タイトル(title.gif)は編集部で作ります
飛行機の上では何gになるだろうか

なんでも聞くところによると、重さというのは、量る場所によって変わるものらしい。
たとえば赤道上で100gのものが北極ではそれよりも重かったり、標高が高い場所では軽くなったりするらしいのだ。
仕組みはよくわからないが、そういう性質があるという。
では、飛行機に乗って重さを量ったらどうなるのだろうか。

(text by 工藤考浩



重力加速度

ものの重さというのは、地球の引力と遠心力によって決まるらしい。
最初に述べた場所によって重さがちがうというのは、たとえば赤道付近では地球の自転による遠心力が最も強くはたらくが、北極ではそれがゼロになるのでものが軽くなるということのようだ。
また、高度が上がると、地球の中心、つまり引力の中心から離れるため、ものが軽くなるというのだ。
具体的にいうと、高度が1m上がるごとに重力が0.00003%少なくなるらしい。
1mで0.00003%というとごくわずかだが、高度10000mを飛行するジェット旅客機に乗った場合であれば、その影響を感じることができるのではないだろうか。


この飛行機(しかも2階席)に乗ってたしかめよう

正確に量ろう

今回の実験は羽田発札幌行きの飛行機で行なうことにした。
北海道の実家に帰省するために飛行機に乗るのだが、その機会を利用しようというわけだ。
重さをできるだけ正確に量るために、あらかじめ空港で電子ばかりを100gの分銅で校正した。


あらかじめ電子ばかりを校正した

いい天気だ(この日は)

水平飛行に入る

僕の乗ったボーイング747-400は無事羽田空港を離陸し、シートベルト着用のランプが消えた。
水平飛行に入ったので、さっそく計測に掛かろう。


あらー。
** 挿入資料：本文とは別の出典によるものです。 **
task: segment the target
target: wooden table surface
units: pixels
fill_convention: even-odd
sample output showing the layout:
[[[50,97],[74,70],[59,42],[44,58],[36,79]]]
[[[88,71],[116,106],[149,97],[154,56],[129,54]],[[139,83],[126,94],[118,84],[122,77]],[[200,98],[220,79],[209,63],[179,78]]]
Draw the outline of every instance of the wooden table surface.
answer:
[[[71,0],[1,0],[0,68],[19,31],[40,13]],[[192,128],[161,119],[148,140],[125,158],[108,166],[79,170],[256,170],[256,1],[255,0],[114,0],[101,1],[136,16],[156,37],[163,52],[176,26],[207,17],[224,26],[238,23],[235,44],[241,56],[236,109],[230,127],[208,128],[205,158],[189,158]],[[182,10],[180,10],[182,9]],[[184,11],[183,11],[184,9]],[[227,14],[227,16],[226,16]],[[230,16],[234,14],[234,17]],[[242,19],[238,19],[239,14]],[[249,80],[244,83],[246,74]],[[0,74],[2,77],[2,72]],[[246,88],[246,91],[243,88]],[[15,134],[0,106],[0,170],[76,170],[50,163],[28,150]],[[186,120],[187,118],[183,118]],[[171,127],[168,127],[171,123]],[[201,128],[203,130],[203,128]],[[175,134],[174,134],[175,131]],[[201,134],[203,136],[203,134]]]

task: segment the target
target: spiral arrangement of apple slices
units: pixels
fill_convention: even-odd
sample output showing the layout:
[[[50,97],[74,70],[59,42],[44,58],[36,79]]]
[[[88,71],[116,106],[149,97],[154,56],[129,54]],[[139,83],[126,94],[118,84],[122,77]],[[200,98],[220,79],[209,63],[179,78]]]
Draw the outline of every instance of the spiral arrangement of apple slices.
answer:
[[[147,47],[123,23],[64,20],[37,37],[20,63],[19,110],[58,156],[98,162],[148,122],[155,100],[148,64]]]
増えた

だめだ

飛行機の水平飛行というのは、実際は安定した水平ではないらしい。
微妙に角度を調整しながら飛行しているようだ。
この電子ばかりは、水平じゃないと正確な重さは量れないのだ。


コーヒーの水面が傾いている

帰りの飛行機で再チャレンジ

はかりを水平に保つために、水平器を購入して帰りの飛行機でもう一度挑戦してみよう。
実家で二泊して、おいしいものを食べてのんびりとリフレッシュした気分で翌々日に千歳空港に戻った。


じゃんじゃん降ってる

飛行機が飛ばない

北海道の冬をあなどってはいけない。
東京から来た日は快晴だったのに、二日後のこの日は猛吹雪の大雪だ。
乗る予定の飛行機が飛ばないのだ。
ロビーで2時間、機内に案内されて2時間待ったのちに欠航を告げるアナウンスが流れた。
時刻は23時、この時点で空港への公共交通機関はすべて終了している。
100gがどうこう言っている場合ではない。